According to Dheeraj Goyal, MD, MPH, medical director of infection control and antibiotic stewardship at Mercy Health in Fairfield, Ohio, and colleagues, the prevalence of extended-spectrum beta-lactamase (ESBL) infections is increasing and previous studies in Spain and France have estimated a 4% to 38% prevalence of ESBL-producing Enterobacteriaceae in blood and urine cultures from hospitalized patients. In the United States, factors associated with community-acquired ESBL UTIs have not been extensively investigated, they said.
“This is one of the largest retrospective studies conducted to date in the U.S. to study potential risk factors for community-acquired ESBL UTIs,” Goyal told Infectious Disease News.
To identify predictive risk factors of ESBL UTIs, Goyal and colleagues conducted a case-control study of 251 adults admitted to an Intermountain Healthcare hospital with a UTI between 2001 and 2016. Exclusionary criteria included a history of ESBL infections or hospitalization within 3 months of index admission.
According to their analysis, a history of repeated UTIs, neurogenic bladder, urinary catheter presence at admission and exposure to outpatient third-generation cephalosporins or fluoroquinolones within 3 months were associated with a higher risk for ESBL UTIs, Goyal and colleagues reported. When they controlled for severity of illness and comorbid conditions, the researchers found that a history of repeated UTIs (adjusted OR = 6.4; 95% CI, 3.42-12.66), presence of urinary catheter at admission (aOR = 2.36; 95% CI, 1.15-4.98) and prior antibiotic exposure [aOR =7.98; 95% CI, 2.92-28.19) remained associated with a higher risk for ESBL infection.

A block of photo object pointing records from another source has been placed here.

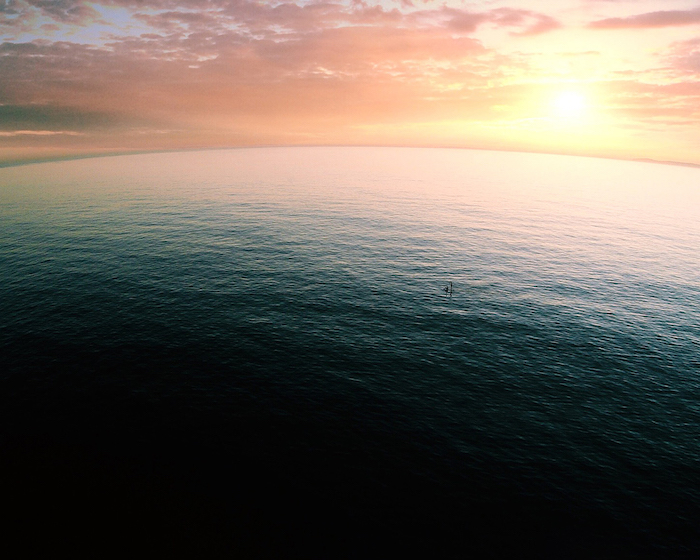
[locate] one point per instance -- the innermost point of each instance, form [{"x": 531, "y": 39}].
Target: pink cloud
[{"x": 650, "y": 19}]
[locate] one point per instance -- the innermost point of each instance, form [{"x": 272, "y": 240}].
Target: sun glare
[{"x": 570, "y": 104}]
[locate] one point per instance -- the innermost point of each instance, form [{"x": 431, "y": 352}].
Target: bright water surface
[{"x": 287, "y": 304}]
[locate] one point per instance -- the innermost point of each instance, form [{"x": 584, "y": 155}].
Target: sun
[{"x": 570, "y": 104}]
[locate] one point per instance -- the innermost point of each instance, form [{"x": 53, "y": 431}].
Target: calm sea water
[{"x": 251, "y": 350}]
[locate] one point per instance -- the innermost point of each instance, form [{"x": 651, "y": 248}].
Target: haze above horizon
[{"x": 587, "y": 77}]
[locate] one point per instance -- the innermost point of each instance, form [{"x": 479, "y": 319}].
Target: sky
[{"x": 610, "y": 78}]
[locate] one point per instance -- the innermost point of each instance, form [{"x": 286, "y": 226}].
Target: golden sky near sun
[{"x": 594, "y": 77}]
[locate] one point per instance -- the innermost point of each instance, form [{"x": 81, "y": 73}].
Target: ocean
[{"x": 251, "y": 352}]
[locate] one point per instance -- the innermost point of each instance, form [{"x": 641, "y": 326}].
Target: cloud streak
[
  {"x": 664, "y": 18},
  {"x": 229, "y": 72}
]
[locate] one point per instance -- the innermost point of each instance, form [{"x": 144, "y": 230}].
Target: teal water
[{"x": 258, "y": 329}]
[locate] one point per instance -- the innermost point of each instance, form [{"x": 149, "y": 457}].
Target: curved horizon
[{"x": 602, "y": 79}]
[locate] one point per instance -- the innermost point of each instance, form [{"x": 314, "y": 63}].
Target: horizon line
[{"x": 72, "y": 157}]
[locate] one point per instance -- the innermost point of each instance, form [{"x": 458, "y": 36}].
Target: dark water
[{"x": 250, "y": 352}]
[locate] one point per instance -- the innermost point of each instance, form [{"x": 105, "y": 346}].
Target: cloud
[{"x": 651, "y": 19}]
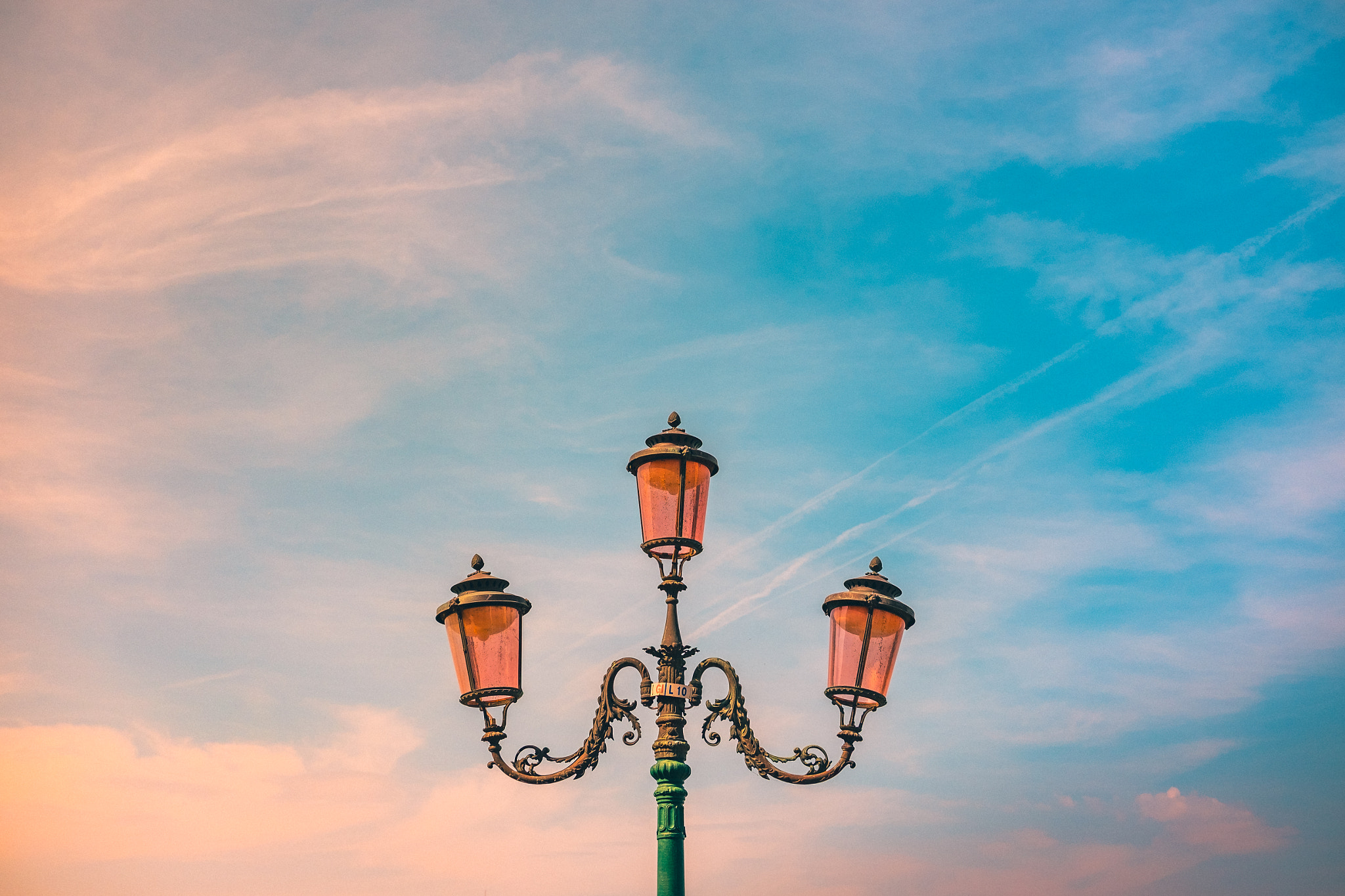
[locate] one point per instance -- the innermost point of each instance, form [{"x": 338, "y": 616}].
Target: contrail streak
[{"x": 825, "y": 498}]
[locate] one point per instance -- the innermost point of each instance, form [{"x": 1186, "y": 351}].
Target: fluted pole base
[{"x": 670, "y": 796}]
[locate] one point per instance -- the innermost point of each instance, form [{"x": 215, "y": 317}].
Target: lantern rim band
[
  {"x": 474, "y": 698},
  {"x": 692, "y": 544},
  {"x": 482, "y": 599},
  {"x": 833, "y": 692},
  {"x": 665, "y": 450},
  {"x": 875, "y": 599}
]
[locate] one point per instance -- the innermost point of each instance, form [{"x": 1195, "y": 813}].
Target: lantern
[
  {"x": 673, "y": 480},
  {"x": 866, "y": 626},
  {"x": 485, "y": 630}
]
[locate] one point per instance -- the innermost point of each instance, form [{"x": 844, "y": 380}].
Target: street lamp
[{"x": 485, "y": 628}]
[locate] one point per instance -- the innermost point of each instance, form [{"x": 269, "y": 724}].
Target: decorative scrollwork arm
[
  {"x": 609, "y": 710},
  {"x": 732, "y": 710}
]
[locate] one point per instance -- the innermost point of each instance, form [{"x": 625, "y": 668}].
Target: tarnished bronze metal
[
  {"x": 481, "y": 589},
  {"x": 673, "y": 694},
  {"x": 872, "y": 589},
  {"x": 732, "y": 710},
  {"x": 609, "y": 710}
]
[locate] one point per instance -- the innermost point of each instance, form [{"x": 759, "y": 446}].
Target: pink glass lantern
[
  {"x": 866, "y": 626},
  {"x": 673, "y": 481},
  {"x": 486, "y": 633}
]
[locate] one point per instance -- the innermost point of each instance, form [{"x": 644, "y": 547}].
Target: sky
[{"x": 309, "y": 303}]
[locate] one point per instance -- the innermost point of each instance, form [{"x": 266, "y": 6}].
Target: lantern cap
[
  {"x": 673, "y": 442},
  {"x": 873, "y": 589},
  {"x": 482, "y": 589}
]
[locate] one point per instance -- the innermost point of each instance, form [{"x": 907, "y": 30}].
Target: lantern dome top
[
  {"x": 674, "y": 435},
  {"x": 482, "y": 587},
  {"x": 673, "y": 441},
  {"x": 873, "y": 587}
]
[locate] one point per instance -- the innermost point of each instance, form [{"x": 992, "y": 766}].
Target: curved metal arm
[
  {"x": 609, "y": 708},
  {"x": 740, "y": 729}
]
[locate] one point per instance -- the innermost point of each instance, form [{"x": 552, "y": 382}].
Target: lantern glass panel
[
  {"x": 658, "y": 484},
  {"x": 848, "y": 626},
  {"x": 489, "y": 656}
]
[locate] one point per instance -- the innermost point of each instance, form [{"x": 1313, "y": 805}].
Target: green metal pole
[
  {"x": 670, "y": 794},
  {"x": 670, "y": 748}
]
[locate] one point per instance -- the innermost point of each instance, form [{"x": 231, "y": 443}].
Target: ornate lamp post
[{"x": 673, "y": 479}]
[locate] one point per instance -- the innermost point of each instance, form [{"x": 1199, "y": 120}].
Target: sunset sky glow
[{"x": 304, "y": 304}]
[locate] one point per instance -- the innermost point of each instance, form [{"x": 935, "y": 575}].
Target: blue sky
[{"x": 309, "y": 303}]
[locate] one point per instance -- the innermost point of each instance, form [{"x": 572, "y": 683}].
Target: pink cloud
[
  {"x": 87, "y": 793},
  {"x": 1208, "y": 824},
  {"x": 332, "y": 177}
]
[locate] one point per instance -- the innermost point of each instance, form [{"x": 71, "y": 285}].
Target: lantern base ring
[
  {"x": 483, "y": 698},
  {"x": 849, "y": 696},
  {"x": 689, "y": 547}
]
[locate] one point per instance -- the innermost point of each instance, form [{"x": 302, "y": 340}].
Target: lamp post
[{"x": 673, "y": 480}]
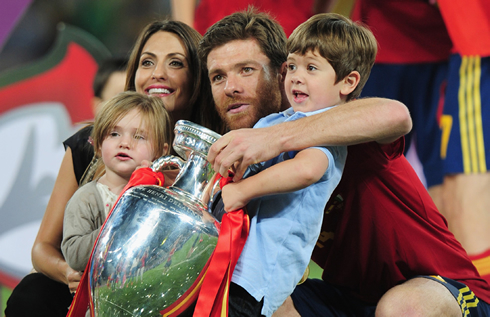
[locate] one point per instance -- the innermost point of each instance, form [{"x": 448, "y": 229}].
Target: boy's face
[
  {"x": 310, "y": 82},
  {"x": 127, "y": 145}
]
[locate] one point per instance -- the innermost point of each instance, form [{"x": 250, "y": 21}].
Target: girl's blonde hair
[{"x": 152, "y": 110}]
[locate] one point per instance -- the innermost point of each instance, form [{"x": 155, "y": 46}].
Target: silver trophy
[{"x": 156, "y": 242}]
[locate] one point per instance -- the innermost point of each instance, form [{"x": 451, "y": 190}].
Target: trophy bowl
[{"x": 155, "y": 244}]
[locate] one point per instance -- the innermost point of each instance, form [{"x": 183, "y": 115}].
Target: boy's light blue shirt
[{"x": 284, "y": 228}]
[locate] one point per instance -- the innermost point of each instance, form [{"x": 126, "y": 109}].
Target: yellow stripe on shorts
[{"x": 471, "y": 127}]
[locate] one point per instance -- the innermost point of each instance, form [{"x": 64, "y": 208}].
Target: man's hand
[{"x": 245, "y": 147}]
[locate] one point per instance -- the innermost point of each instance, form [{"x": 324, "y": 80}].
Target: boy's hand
[{"x": 233, "y": 198}]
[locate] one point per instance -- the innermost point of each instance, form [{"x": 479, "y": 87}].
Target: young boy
[
  {"x": 128, "y": 129},
  {"x": 329, "y": 61}
]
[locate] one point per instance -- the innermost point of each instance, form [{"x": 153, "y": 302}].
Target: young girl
[{"x": 129, "y": 129}]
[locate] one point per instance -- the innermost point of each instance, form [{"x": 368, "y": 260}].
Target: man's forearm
[{"x": 360, "y": 121}]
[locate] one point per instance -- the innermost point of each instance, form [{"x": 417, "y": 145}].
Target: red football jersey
[
  {"x": 381, "y": 228},
  {"x": 408, "y": 31}
]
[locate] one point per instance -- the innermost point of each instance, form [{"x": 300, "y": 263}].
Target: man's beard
[{"x": 268, "y": 101}]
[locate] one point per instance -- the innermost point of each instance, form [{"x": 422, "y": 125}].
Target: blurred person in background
[{"x": 163, "y": 63}]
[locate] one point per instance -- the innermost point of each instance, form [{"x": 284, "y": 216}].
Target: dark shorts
[
  {"x": 421, "y": 88},
  {"x": 465, "y": 120},
  {"x": 317, "y": 298}
]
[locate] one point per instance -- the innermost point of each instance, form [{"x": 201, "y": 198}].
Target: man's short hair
[
  {"x": 245, "y": 25},
  {"x": 348, "y": 46}
]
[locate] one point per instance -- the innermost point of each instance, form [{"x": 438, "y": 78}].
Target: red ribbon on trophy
[
  {"x": 82, "y": 299},
  {"x": 213, "y": 297}
]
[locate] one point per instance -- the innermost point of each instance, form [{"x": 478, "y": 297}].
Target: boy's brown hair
[{"x": 348, "y": 46}]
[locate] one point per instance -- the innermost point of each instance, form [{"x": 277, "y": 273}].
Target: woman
[{"x": 164, "y": 63}]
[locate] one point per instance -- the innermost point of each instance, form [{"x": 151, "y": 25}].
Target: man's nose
[{"x": 296, "y": 79}]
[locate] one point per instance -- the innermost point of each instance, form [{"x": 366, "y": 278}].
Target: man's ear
[{"x": 350, "y": 82}]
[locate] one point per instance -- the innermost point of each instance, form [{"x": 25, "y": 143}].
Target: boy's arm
[
  {"x": 359, "y": 121},
  {"x": 306, "y": 168}
]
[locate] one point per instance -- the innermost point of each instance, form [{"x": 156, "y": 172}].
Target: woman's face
[{"x": 163, "y": 71}]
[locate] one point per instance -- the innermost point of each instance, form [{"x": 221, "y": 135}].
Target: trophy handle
[{"x": 165, "y": 161}]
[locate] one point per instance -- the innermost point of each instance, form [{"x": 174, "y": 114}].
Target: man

They suggested that the study findings could potentially improve clinical outcomes, and that understanding the risk factors may help clinicians initiate effective antimicrobial therapy earlier.
“We found that patients with history of repeated UTIs, presence of a urinary catheter and prior antibiotic exposure within 3 months were associated with a higher risk of de-novo community-acquired ESBL UTIs,” Goyal said. “Clinicians should have a high index of suspicion for ESBL infections in these patients and should consider initiating carbapenems in such patients early on. This is especially true for sicker patients like those requiring ICU admission or those with preexisting immunocompromising conditions.” – by Marley Ghizzone
Disclosures: The authors report no relevant financial disclosures.